The FTSE 100 index reacted positively to the Federal Reserve’s shock cut in interest rates on Tuesday but fell again on Wednesday following a speech by Bank of England governor Mervyn King. He warned that the UK economy would have to “navigate some distinctly choppy waters” in 2008. He raised the prospect of an economic slowdown but said further interest rate cuts were unlikely in the short term.
However, not all investors are pessimistic on the outlook for the UK and some fund managers used the market falls as a buying opportunity. Greg Bennett, who runs Marlborough’s UK large-cap growth and UK equity income funds, topped up his holdings in financials, industrials and commodities during the volatility.
He says: “There is no doubt that the economic outlook has worsened and the Fed’s decision may be delaying the inevitable. There are problems in terms of the credit that has been extended to people but it is not looking calamitous and some stocks are more than compensating for the additional risk. People have sold indiscriminately.”
The Adviser Fund Index panellists also appear to be maintaining their long-term perspective despite the recent turbulence.

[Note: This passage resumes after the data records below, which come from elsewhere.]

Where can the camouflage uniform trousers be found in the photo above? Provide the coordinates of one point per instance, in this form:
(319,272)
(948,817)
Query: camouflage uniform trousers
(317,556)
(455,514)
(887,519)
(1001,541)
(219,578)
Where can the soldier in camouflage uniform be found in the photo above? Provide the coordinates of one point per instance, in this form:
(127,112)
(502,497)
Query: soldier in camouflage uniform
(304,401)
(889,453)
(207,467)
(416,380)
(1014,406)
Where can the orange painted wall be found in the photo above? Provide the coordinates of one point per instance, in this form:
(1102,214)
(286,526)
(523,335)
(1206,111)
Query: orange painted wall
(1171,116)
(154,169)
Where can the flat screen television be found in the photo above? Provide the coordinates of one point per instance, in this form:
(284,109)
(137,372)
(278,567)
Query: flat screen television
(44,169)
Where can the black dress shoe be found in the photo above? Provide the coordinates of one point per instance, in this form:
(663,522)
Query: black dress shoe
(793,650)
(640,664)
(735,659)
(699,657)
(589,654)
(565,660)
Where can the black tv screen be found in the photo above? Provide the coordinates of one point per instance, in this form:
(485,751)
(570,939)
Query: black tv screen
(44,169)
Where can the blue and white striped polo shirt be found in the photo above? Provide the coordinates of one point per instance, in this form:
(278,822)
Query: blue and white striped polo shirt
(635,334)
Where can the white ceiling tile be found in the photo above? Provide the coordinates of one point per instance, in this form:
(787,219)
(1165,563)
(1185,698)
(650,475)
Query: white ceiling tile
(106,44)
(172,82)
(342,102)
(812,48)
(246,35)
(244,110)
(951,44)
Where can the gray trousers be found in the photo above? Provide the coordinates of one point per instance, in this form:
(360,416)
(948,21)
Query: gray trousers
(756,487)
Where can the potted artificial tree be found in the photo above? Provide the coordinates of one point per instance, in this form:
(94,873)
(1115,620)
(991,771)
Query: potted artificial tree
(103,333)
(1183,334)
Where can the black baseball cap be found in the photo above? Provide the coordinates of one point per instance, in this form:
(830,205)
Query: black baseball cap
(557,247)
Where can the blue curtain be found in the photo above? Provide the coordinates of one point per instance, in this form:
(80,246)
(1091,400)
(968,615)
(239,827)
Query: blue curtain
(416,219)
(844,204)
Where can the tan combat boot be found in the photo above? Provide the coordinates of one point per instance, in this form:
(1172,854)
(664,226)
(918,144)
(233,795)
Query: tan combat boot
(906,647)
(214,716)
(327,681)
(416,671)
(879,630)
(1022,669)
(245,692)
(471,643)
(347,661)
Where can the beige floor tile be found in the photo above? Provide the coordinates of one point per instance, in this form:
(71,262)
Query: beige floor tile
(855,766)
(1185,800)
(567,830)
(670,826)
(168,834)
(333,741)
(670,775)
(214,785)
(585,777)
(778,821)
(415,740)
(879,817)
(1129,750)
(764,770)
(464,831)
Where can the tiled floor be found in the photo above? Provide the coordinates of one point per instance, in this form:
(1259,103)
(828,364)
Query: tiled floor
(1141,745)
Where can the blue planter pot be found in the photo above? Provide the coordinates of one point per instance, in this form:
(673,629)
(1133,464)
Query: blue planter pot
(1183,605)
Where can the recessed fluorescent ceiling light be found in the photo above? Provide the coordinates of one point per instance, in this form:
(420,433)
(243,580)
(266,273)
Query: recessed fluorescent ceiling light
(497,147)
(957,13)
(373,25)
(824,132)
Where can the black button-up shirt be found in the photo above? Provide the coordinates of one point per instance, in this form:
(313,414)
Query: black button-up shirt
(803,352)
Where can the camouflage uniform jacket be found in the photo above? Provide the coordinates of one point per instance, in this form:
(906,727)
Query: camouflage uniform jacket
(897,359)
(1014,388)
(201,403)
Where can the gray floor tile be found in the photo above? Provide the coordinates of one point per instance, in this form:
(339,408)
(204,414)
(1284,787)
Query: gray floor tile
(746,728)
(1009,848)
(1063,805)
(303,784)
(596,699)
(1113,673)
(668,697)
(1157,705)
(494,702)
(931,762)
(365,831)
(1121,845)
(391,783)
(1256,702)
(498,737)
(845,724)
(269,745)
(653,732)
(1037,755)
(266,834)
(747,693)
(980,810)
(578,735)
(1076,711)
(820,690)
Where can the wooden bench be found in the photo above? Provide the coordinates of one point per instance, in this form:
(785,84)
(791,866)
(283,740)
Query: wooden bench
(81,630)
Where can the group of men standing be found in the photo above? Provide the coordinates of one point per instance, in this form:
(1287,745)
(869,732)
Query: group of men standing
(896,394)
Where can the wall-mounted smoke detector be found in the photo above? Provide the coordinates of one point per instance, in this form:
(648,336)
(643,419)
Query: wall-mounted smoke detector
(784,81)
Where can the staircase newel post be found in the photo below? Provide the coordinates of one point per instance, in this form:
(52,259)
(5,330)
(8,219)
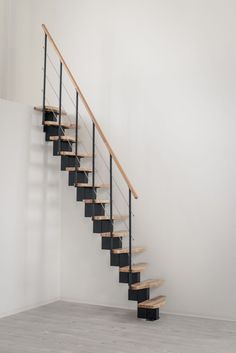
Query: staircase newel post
(44,76)
(76,136)
(130,240)
(111,199)
(93,169)
(60,99)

Both Sam Sibley, an investment manager at Beckett Asset Management, and Mick Gilligan, director of fund research at Killik, remain sanguine.
Sibley says: “We invest with a five-year timeframe and it is dangerous to be short term in your outlook. It is tempting to make a kneejerk reaction but we will look back in a few years and this will just be a blip. We still have a core weighting in the UK.”
Within her UK allocation, Sibley says she has reduced her exposure to mid-caps and is focusing on large-cap funds and earnings visibility.
Gilligan, meanwhile, is increasing his exposure to experienced UK equity managers, such as Invesco Perpetual’s Neil Woodford and Axa Framlington’s Nigel Thomas.
Despite his preference for Woodford’s income and high-income portfolios, Gilligan has moved away from equity income funds because of their exposure to financials. However, he says there are opportunities in the sector and he has increased his holding in Jupiter’s specialist financial opportunities fund.
Whatever the future for UK stocks in 2008, they continue to be the most important influence on the performance of the AFI. The Aggressive, Balanced and Cautious indices have weightings of 39, 40 and 36 per cent respectively to domestic equities.